Но — я знаю — пропасть лежит между нами.

Четверг для меня радостный день. В четверг вечером из Балаханов приезжает Сергей. Он останавливается в городе у своего брага. Здесь мы пьем чаи с коричневым тростниковым сахаром. Здесь мы беседуем.

(На промыслах неспокойно.)

Здесь у чайника я передаю Сергею обо всем, что произошло за неделю. Он складывает мои сообщения, бережно, точно в копилку. Я ухожу домой поздно вечером.

Четверг для меня радостный день.

Воспоминания

Ручка ввергнута в ящик, чернильница с треском захлопнута. Я иду домой.

На углу, у восточной лавчонки, столпился народ. Гудит пламя примуса, докрасна калит металлическую коробку, где трещат, прыгают каштаны, точно окуни, живьем брошенные на сковороду. Покачиваются на веревочках фруктовые колбасы, выставлен напоказ тук халвы, нежатся студенистые рахатлукумы. Но ротозеев сюда привлек на этот раз не волшебный мир яств. «Инглиш! Инглиш!» — кричат мальчишки. Я протискиваюсь в толпу.

Английский солдат, высокий стройный парень, лет двадцати трех, осажден ротозеями. Из-под кэпи выбиваются рыжеватые волосы. Веснушчатое лицо, голубые глаза.

— Water melon, — говорит парень, улыбаясь. Но его не понимают. — Water melon, — повторяет он. И с тем же успехом. Тогда он говорит по-складам: — Wa-ter me-lon.

Мысль зевак начинает упорно работать. Лица их становятся сосредоточенными. Чего же хочет, наконец, этот смешной инглиш?

— Уотер! — вдруг осеняет одного из них мысль. — Вода! Пить хочет!

Услужливые руки протягивают жестяную кружку с водой. Капли сверкают у ободка.

— No, — смеется рыжеватый, отклоняя кружку, — нет вода, but во́да melon.

Языковед разбит наголову. Все смущены. Я чувствую, что пора вмешаться.

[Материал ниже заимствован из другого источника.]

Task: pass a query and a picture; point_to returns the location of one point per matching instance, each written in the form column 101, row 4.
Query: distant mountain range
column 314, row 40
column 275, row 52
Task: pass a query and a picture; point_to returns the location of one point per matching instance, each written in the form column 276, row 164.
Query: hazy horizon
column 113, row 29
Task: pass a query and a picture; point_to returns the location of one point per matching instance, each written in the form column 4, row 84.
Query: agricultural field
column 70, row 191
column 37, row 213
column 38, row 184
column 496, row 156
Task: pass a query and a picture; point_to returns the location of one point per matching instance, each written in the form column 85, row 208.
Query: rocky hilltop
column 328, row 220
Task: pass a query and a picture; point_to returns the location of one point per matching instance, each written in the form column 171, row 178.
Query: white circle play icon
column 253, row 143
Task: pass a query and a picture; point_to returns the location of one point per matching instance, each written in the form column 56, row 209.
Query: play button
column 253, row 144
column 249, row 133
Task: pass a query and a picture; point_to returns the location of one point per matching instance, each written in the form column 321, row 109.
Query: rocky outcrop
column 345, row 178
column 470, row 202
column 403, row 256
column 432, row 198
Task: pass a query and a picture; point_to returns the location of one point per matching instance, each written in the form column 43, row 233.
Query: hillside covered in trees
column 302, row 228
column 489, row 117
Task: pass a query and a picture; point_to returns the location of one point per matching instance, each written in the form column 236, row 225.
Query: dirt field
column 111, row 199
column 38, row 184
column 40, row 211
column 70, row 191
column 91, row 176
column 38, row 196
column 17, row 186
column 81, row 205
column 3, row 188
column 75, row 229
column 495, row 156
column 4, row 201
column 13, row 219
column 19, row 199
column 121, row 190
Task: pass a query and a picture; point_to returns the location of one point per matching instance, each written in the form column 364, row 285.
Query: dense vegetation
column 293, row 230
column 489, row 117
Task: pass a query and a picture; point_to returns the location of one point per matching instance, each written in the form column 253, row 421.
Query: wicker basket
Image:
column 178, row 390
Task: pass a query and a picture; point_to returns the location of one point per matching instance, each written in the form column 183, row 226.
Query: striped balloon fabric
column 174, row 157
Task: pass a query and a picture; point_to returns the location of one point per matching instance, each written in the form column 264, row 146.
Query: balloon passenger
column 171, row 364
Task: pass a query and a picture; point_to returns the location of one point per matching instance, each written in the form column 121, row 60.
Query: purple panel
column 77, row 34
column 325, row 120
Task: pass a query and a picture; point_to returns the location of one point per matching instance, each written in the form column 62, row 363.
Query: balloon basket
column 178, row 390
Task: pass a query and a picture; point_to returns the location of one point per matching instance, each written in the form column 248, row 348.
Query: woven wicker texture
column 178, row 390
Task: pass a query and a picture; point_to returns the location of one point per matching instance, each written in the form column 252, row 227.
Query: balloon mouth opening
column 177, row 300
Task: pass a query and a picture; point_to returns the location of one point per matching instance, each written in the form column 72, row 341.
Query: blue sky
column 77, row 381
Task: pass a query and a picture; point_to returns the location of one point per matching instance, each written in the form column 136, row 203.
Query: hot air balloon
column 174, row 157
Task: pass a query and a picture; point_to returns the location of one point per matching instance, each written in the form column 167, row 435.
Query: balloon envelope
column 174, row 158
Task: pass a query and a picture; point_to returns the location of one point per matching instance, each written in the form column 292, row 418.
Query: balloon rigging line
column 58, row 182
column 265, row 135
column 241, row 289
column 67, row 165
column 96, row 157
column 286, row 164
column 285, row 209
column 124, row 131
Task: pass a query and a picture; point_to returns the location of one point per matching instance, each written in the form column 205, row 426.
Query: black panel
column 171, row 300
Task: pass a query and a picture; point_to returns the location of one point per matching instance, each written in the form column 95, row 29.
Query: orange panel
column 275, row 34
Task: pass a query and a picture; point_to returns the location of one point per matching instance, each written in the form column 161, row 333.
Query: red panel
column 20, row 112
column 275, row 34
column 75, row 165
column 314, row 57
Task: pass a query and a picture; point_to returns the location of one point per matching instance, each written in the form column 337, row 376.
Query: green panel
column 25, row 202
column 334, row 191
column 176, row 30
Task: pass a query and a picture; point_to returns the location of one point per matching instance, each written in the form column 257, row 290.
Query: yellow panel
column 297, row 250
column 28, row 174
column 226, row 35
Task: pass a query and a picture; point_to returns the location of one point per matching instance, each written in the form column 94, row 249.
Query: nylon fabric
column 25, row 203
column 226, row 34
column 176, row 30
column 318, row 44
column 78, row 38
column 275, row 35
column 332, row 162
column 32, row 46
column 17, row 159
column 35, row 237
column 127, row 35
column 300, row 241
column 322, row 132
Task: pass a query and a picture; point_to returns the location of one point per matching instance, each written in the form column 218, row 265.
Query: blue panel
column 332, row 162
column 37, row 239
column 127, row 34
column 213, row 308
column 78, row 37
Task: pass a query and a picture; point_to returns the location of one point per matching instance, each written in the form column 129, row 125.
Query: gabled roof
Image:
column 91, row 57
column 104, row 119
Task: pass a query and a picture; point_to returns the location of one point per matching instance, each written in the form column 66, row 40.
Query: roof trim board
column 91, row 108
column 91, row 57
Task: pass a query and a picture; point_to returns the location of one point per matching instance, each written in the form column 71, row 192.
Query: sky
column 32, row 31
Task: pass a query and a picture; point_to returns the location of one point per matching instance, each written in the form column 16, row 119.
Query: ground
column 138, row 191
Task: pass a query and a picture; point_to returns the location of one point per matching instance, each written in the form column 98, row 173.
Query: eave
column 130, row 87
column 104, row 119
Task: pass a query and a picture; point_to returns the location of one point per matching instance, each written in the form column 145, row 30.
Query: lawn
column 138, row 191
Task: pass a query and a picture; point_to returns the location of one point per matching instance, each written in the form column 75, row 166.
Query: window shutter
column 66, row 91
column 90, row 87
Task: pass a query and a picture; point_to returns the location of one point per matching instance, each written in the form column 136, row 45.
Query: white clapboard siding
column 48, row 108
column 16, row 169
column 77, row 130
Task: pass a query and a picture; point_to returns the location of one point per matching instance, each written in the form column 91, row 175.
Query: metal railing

— Он хочет арбуз, — разъясняю я сконфуженному лингвисту. — Water melon — значат арбуз, а не вода… How do you do, Tommy?[1] — обращаюсь я к искателю арбузов.

— О, do you speak English?[2] — радостно восклицает он и протягивает мне руку.

— Yes, I do,[3] — отвечаю я.

И мы завязываем разговор.

Моего нового знакомого зовут Лесли Рид. Он рядовой Уорсгерширского полка. Из Шеффильда, графства Иорк. Он — слесарь. Да, ему очень нравится наша страна. Хотя слово Азербайджан парню из Шеффильда выговорить не так-то легко. Он был на западном фронте, и в Персии, и в Месопотамии.

Зеваки живьем поедают нас недоуменными глазами. Вдруг из-за угла появляется офицер. Лесли Рид быстро оправляет куртку и отдает честь. Наш разговор рассыпается.

Проходит неделя. Я стою у подъезда и смотрю, как топают по дороге усталые томми. Кто-то трогает меня за плечо. Лесли! Он крепко жмет мне руку. Мы рады друг Другу.

Лесли тянет меня в солдатский кантин. Это — маркитантская лавочка и столовка, нечто вроде солдатского клуба. Мы усаживаемся на длинной скамейке, за некрашеным деревянным столом. Здесь мы пьем с Лесли безалкогольное пиво, погрыэываем сухари, курим. Стены обвешаны яркими флагами несуществующих стран.

Слова приводят нас в Англию, в Шеффильд, на металлический завод, где работает Лесли Рид, молодой слесарь. Повесть Лесли проста. Отец — фермер. Четырнадцати лет Лесли стал работать подручным в кузнице. Юношей поступил на металлический завод. Мобилизован. И все.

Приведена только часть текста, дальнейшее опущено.